Quando começaram os debates
sobre a implantação da TV digital no Brasil, pude acompanhar as audiências públicas
promovidas pela Câmara dos Deputados. De pouco me valeu. A terminologia usada
por todos que falaram foi muito técnica. Ainda assim pude assimilar alguns
conceitos e informações.
Soube, por exemplo, que a
tecnologia digital possibilitará que uma emissora que hoje opera um canal,
possa operar mais 3 ou 4 na mesma freqüência. (Não sei se o termo correto é
esse) A falta de mais informação sobre o tema deriva do fato de que são os meios de
comunicação os principais interessados, não lhes convindo democratizar a
discussão. Como existe um monopólio das comunicações no Brasil, com poucas
famílias dominando TVs, emissoras de rádio, jornais e sítios informativos na
internet, o assunto é alheio à quase toda a população.

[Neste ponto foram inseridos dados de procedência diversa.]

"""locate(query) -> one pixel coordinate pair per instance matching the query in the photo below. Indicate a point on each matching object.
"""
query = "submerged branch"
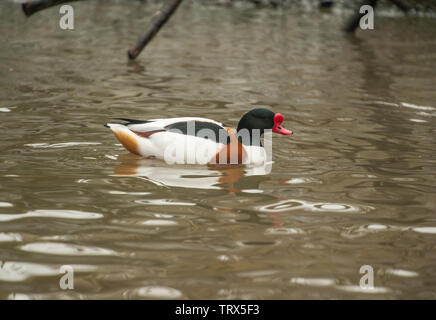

A outorga de concessões para
operar rádios e TVs no país é tratada, mesmo pelos que dominam a matéria, como
uma caixa preta. Segundo entendi, ninguém entende os critérios usados para se
entregar a esse ou àquele interessado, o direito de explorar as comunicações de
massa no Brasil. E quem já acompanhou as sessões do legislativo quando são
votadas as concessões ou suas renovações, sabe da ligeireza com que é tratado o
assunto. Em poucos minutos, Suas Excelências decidem pela aprovação de dezenas de pedidos sem que
haja nenhuma discussão.
Das audiências públicas que
assisti fiquei com a impressão de que a única coisa boa que poderá vir da nova
tecnologia, além da imagem sem chuviscos, é o aumento do número de canais. Mas
se eu fico contente com isso, imagine os pastores evangélicos! Sim, pois já
está faltando espaço nas TVs de aluguel para sua rapinagem. Há pouco tempo, Waldemiro conseguiu tirar de Malafaia um horário de grande audiência na RedeTV, o que fez o inimigo dos gays ter chiliques em seu programa matinal dos sábados.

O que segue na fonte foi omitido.